The Grocery Coupon Database is a comprehensive, interactive database of the SmartSource and RedPlum coupons that have come out in a state's primary newspaper.
You can use the Grocery Coupon Database to create your own Best Deals list at any store you use. Simply use your store's ad circular, note the sale items you would like to buy, and see if a coupon has been issued in your market for that item. If so, you can "select" that coupon. When you are finished selecting coupons, you can print a list of the coupons you need, with the date they were issued, and cut them out.
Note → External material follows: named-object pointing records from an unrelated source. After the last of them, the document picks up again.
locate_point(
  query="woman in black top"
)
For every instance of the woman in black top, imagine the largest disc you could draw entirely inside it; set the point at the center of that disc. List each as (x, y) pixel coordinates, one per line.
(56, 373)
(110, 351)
How can I get my store added to the site?
The Coupon Mom site currently lists weekly deals at 42 stores across 50 states. We realize there are hundreds of regional grocery store chains around the country and cannot list all of them. However, the Coupon Mom site lists weekly deals lists for five national drug and discount stores that can help most people save money wherever they live (Wal-Mart, Target, Walgreens, CVS and Rite Aid). We will not be adding more stores at this time.